By Kiana Wilburg
When it comes to Public Private Partnerships (PPP), the Government of Guyana welcomes with open arms, “unsolicited proposals.” It made this known in its policy framework which was released recently by the Finance Ministry.
According to the document, an unsolicited proposal is an application by a private party to undertake a PPP project which was not specifically requested by Government. The administration said that unsolicited proposals may allow it to benefit from private sector innovation and ideas meeting infrastructure needs.
The government noted, however, that this arrangement may also bring challenges. As such, the Government said it will consider unsolicited proposals that are demonstrated to be of public interest, but only under a framework that preserves competitive pressure, transparency, and fiscal discipline.
The government said it will accept unsolicited proposals, only if they fall into one of three categories. In the first category, the government explained that the proposal would have to be a solution to a publicly-identified challenge that is unique to the private entity proposing it.
The administration said that the proponent may own assets or technologies that make it uniquely able to provide a needed public service.
In the second category, the government said that the proposal would have to be an innovative solution to a priority infrastructure or public service challenge—that is, a project that was not already under consideration or development by the Government.
In the third category, the proposal can be a way of taking advantage of new markets, technologies or unique project ideas.
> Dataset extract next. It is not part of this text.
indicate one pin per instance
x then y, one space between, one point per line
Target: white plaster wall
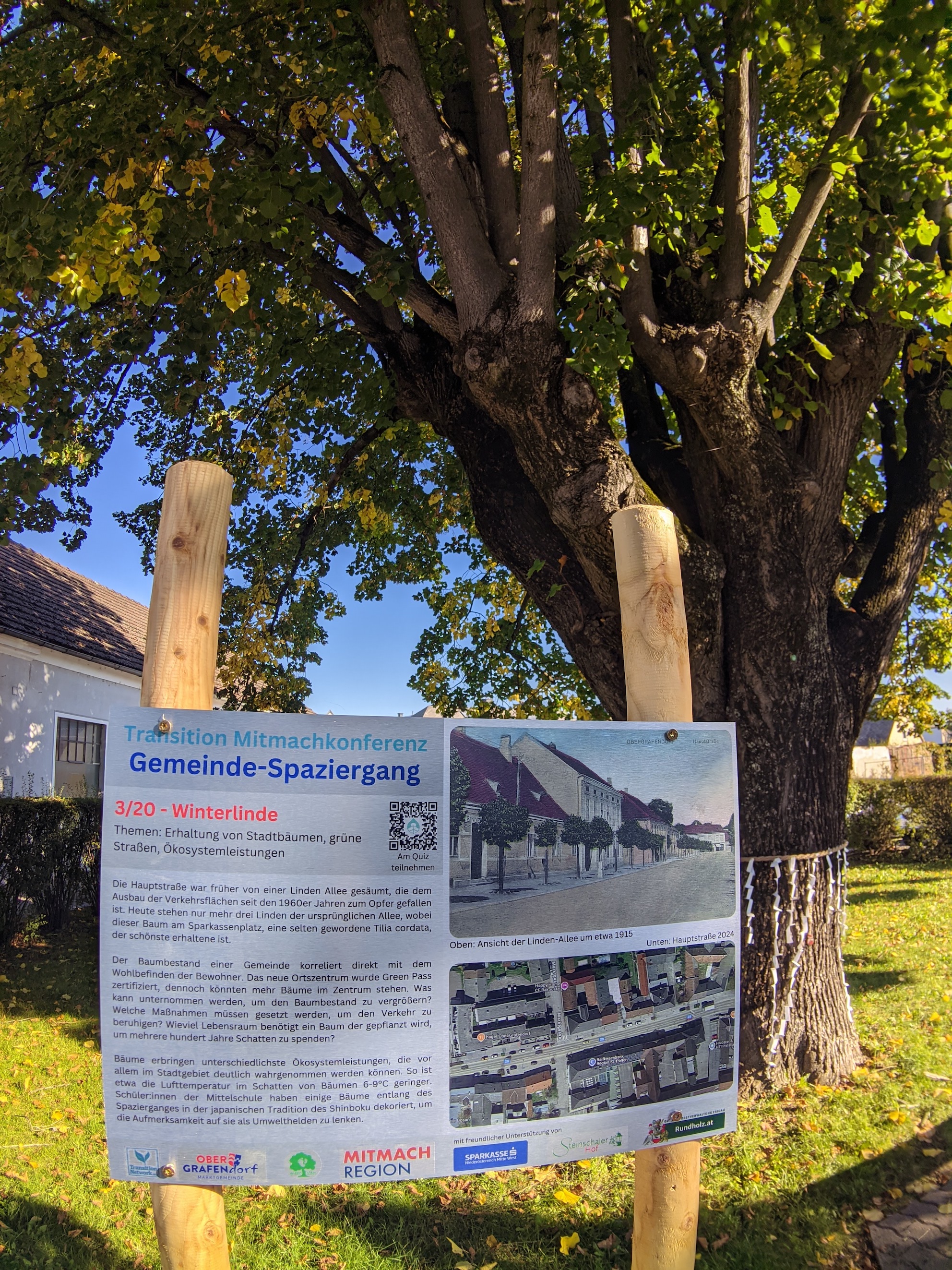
36 686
The government said that the unsolicited PPP proposal will be dealt with in one of two ways: Concept Proposal and Detailed Proposal.
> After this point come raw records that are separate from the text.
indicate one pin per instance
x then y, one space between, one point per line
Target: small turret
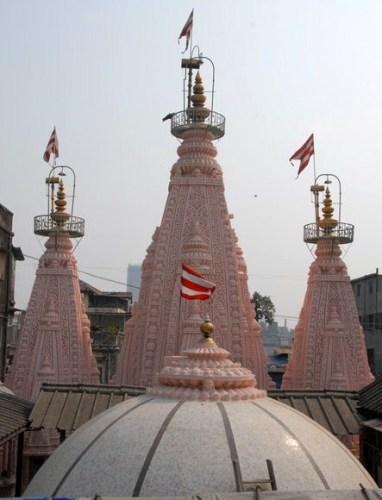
197 115
327 227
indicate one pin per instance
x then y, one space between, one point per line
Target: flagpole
192 29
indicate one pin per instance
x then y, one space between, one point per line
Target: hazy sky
106 72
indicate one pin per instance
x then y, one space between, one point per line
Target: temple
329 350
54 342
195 230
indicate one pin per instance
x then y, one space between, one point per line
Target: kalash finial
59 217
328 223
199 112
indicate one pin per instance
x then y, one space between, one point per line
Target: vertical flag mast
189 63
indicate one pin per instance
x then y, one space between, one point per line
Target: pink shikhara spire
303 154
195 231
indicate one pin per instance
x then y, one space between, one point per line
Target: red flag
194 285
187 29
52 147
304 154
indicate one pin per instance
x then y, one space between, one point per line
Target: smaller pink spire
204 373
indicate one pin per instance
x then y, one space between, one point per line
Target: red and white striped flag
194 285
187 29
52 147
304 154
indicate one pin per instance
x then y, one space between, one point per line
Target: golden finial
207 329
198 99
328 223
60 216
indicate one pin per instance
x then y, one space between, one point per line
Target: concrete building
195 230
368 297
329 349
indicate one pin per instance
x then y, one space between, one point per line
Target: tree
264 307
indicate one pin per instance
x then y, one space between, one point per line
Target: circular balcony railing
343 232
194 118
44 226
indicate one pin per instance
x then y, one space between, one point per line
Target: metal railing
44 226
343 232
196 118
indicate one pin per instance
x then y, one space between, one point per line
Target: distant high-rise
134 272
For the former, the government explained that if the proposal that is received from a proponent is in a basic concept format or idea, then it will go through the following stages: an initial identification and screening process to assess the viability of the proposal; review and approval processes; and if the project is approved, procurement will follow an open, competitive tender process.
The government said that the original proponent will not be awarded any special points or privileges in the award of the tender.
With regard to the Detailed Proposal, it was noted that if the project proponent submits a full Business Case, then the proposal will go through several stages. These include the review and approval processes. It was also noted that the proponent and the Government will reach an agreement (Project Development Agreement) on the cost to the proponent of preparing the Business Case report.
The proponent’s Business Case report will be made available to all bidders for the project, except that all confidential information contained in the proposal will be identified and protected.
The Policy notes, “After receiving a concept proposal, the Government may allow the USP proponent to develop specified feasibility studies during the Business Case stage. If the Government decides such, it will enter into a Project Development Agreement with the USP proponent that outlines the terms under which the USP proponent will undertake these activities.”
It adds, “This Project Development Agreement will cover, at the minimum, the compensation structure for the USP Proponent, dissemination of the studies to other Bidders, and areas of confidential information.”
If, in the subsequent tender, the original proponent of the unsolicited PPP proposal is not selected as the winning bidder, the winning bidder may be required to compensate the proponent for the costs incurred in preparing the Business Case report, to an amount announced in advance to bidders.